Tuesday, August 02, 2011

Growing Up, Letting Go

As I have already plastered on Facebook my eldest son Colton, who is 17 going into Grade 12, is moving to Ontario to be with his dad and stepmom.  I have been having a really hard time with this decision and I guess it's for a variety of reasons.   I guess its because i am giving up "control" or the illusion of control. I want him to finish Grade 12 with me (Ive earned it right!).  I'm not ready to see our family of seven get smaller.  His growing up has gone too quickly and I am sure it isnt time to let go yet!  There are more things I want to do and say.  How can he leave me?  Will he be safe?  Who will love him as much as I do?  Who knows him like I do?  Will he make new friends?  Will people be nice to him at a new school?  Will he ever come home again?  What will our family be like without him here?

As I was sharing this with Pastor Lorne he so insightfully reminded me of the Father of the Prodigal Son.  Yes, this past year Colton to some extend has been our prodigal.  The part of this story that we most often focus on is the sons return and the fathers open arms to him.  What I was reminded of was the Father also let him go.  The Father did not beg him to stay, he gave his son what he asked for and released him.  The Father knew that this was most likely not the wisest decision his son could make . . . but he let him go.  So for me, like the Father in this story, I need to say goodbye and let go well, so that if he decides down the road, I can accept him back well. 
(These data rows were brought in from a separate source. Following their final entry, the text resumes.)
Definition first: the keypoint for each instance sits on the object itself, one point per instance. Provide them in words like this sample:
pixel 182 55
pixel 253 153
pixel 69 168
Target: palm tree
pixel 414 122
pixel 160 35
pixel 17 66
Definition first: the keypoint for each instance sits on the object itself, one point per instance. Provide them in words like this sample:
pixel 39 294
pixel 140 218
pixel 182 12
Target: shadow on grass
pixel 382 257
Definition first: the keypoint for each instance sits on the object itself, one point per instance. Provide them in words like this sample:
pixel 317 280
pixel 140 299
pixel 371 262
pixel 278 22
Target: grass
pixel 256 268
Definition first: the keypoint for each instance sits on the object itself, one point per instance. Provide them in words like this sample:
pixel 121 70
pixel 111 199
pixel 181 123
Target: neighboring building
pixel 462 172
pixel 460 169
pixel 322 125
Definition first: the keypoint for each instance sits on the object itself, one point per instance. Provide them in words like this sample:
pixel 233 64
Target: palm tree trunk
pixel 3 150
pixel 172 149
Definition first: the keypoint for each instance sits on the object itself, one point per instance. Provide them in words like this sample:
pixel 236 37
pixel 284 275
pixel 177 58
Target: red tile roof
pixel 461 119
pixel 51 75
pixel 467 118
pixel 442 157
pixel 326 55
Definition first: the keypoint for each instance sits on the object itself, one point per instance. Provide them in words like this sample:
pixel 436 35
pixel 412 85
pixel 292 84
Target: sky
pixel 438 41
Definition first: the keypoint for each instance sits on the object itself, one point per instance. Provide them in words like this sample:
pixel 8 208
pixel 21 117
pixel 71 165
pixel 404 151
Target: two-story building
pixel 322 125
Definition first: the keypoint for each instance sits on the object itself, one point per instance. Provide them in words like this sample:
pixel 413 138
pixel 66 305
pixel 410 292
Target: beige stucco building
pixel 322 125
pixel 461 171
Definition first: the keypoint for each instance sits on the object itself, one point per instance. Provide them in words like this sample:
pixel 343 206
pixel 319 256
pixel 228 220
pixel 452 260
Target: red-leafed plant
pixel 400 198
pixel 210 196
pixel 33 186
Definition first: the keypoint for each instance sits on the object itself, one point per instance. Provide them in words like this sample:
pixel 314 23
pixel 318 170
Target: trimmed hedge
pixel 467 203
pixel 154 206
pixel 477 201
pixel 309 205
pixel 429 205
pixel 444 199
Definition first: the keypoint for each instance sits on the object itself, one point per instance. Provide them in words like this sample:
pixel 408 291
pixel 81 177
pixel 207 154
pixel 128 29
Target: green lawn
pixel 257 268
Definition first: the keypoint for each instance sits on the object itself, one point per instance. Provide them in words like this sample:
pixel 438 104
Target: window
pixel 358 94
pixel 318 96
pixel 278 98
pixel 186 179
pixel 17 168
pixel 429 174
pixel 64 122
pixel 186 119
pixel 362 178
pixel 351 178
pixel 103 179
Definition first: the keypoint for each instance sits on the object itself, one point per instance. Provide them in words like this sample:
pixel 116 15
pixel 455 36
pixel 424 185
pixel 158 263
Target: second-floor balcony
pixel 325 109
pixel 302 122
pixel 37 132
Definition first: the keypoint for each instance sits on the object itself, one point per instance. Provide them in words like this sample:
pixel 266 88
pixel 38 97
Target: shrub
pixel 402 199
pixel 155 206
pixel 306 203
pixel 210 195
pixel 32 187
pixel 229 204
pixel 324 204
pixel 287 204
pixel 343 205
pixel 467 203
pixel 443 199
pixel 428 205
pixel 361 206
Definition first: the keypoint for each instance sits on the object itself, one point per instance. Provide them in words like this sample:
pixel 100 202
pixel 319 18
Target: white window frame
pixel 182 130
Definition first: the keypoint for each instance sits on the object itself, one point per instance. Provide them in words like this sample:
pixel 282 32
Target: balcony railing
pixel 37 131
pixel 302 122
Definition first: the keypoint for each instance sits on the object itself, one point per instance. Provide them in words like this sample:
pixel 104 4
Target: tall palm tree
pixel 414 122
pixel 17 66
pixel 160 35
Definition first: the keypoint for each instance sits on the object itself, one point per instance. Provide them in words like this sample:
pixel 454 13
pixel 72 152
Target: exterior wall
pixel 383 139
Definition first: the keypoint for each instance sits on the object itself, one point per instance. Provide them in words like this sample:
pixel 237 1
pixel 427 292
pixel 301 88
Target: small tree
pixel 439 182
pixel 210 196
Where does God and Coltons shaky relationship with God lie.  Well, God is in Oakville.  I am reminded of that too.  He is with Colton here and He will be with Colton there.  When I decicated Colton on Sunday, June 19, 1994 . . . I gave him to God, and accepted that he was a gift to me, borrowed.  I promised to care for him and love him and teach him about God . . .  I have done that  . . now I release him . . . and I want to do that well.  In the privacy of my room and perhaps in conversations with friends I will kick and scream some, but I trust God is in control and He loves Colton even more than I ever could . . . so that must be a whole lot of love. 

I love you Colton, I look forward to a new kind of relationship with you.  I absolutely love being your mom.  You have been a pleasure (for the most part :) to parent!  You have the greatest smile!  And if you dont text and skype - you are grounded!!